Through the images and narratives of 20 buildings the exhibition explores key themes related to architectural, social and cultural history of Tashkent and its current condition. It exposes the Soviet modernist layer of Tashkent as a unique artistic, cultural and social phenomenon capable of adequately revealing the specific character of Soviet modernization in Central Asia. More than just another “peripheral case” of multiple modernities or a white spot on the world map of architectural modernism of XX century, this architecture – being relevant to the global cultural scene – reflects the colonial, postcolonial and, at the same time, decolonial aspects of the Soviet social and cultural experiment. After WWII Tashkent was assigned the role of the capital of the Soviet Orient, a vitrine of socialism in the East. Conceived by both local and Moscow architects, the distinctive quality of Tashkent modernism derives from the tension between this aspiration to embody the socialist Orient in architecture and the one that resisted it to find more subtle interpretations of the local.
The exhibition consists of two interwoven layers: photographs by Armin Linke, and archival documentation, exposing the research narratives and preservation strategies.
Armin Linke’s work poses a larger question of the nature of images. Today, as photography has become much more than a mere representation of reality, but an ambiguous reality onto its own, the exhibition maintains an attitude critical towards the image as a sublayer. Intending to avoid the clichés formed during the last 15 years in the representation of Soviet modernism, whereby the modernist buildings are portrayed out of context, and glorified as remnants of an exotic, remote and extinguished culture, Armin Linke’s photographs aim – rather than immortalizing the passing beauty of Tashkent modernism – to highlight its contemporary value, at times intrinsic and at times acquired. Similarly to Agamben’s contemporaneity, defined as the “relationship with (own) time that adheres to it through a displacement and an anachronism”, these buildings, built between 1960s and early 1990s, are seen as powerful metaphors to reinterpret the present day Tashkent.
The archive includes fragments of research materials, analytical and preservation processes. Departing from a specific building, it articulates the key themes for understanding Soviet modernism: the relationship between the center and the periphery; the role of institutions; typological, technological and materials experimentation; the competition between republics; the ideology, the orientalism, post-independence transformations and the contemporary condition. The archive also elucidates the repertoire of preservation strategies that have been developed specifically for Tashkent.

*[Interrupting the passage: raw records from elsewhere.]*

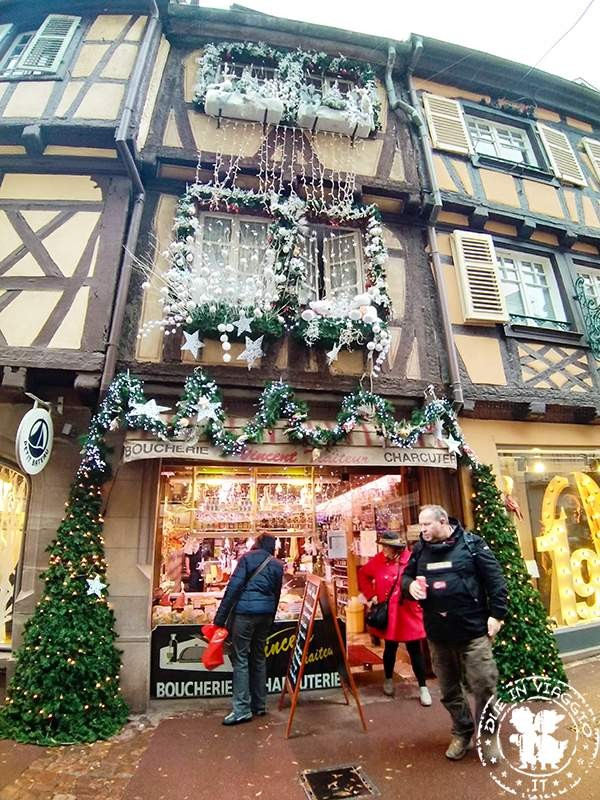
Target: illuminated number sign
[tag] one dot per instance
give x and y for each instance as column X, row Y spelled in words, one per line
column 577, row 572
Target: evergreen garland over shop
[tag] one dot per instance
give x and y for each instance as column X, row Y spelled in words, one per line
column 66, row 683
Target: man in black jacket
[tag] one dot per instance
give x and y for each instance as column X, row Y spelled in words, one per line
column 462, row 591
column 251, row 597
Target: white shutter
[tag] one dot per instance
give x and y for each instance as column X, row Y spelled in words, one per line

The first step in implementing the preservation effort is to assure the protection of selected buildings through including them in the national list of monuments and describing their significance. Likewise the preservation and modernization of one of the studied buildings – the former Republican House of Tourism to become the new French Center and Center for Restoration of Art – will soon enter the construction phase. Finally, the Cultural (Modernist) route, connecting the city’s modernist buildings, will be developed as a thematic intervention and will start operating through a mobile app.
The vast research and theoretical efforts were crucial for the process, the result of which we will see already at the end of 2023 as a pedestrian route through the most important modernism buildings, created for Tashkent citizens and guests, and later – in the buildings that are being preserved, restored and given new function to by the world's best architects.
— Gayane Umerova, Executive Director of the Art and Culture Development Foundation of Uzbekistan
The project that ACDF, Ekaterina Golovatyuk and the project team introduce at the Triennale is a unique effort to combine political, social and esthetic considerations in a single, comprehensive and new approach to the notion of preservation.
Instead of focusing on individual structures, the aim of this impressive work is to establish a new validity for an architecture that was highly ideological in its own time, and to resist the current temptation to project simplistic contemporary values on artifacts from a complex, relatively recent, past.
— Rem Koolhaas
After decades of worldwide neglect, today there is an understanding that modernism is not only a valid part of our common history as the architecture that preceded it, but also a very important movement that generated many innovative ideas, buildings and visions for the city as a whole. Modernist architecture is recognized today as a unique artistic, cultural and social phenomenon that can most adequately reveal the specific character of modernization of Soviet Central Asia.
— Ekaterina Golovatyuk, architect, co-founder and director of Grace, coordinator of Modernism XX/XXI project
Tashkent’s modernist buildings still communicate the social and cultural agenda of the past. At the same time they are also extremely contemporary. These buildings are very sculptural, with rather elaborate surfaces — their external and internal skins —functioning as a scenography for a larger social script.
— Armin Linke, photographer and filmmaker
The public program of Tashkent Modernism. Index expands on key topics raised by the exhibition through a series of conversations and lectures. Among these, on April 19, a public talk with Gayane Umerova, Rem Koolhaas and Jean-Louis Cohen, moderated by Ekaterina Golovatyuk, addressing the key points of the research and preservation effort.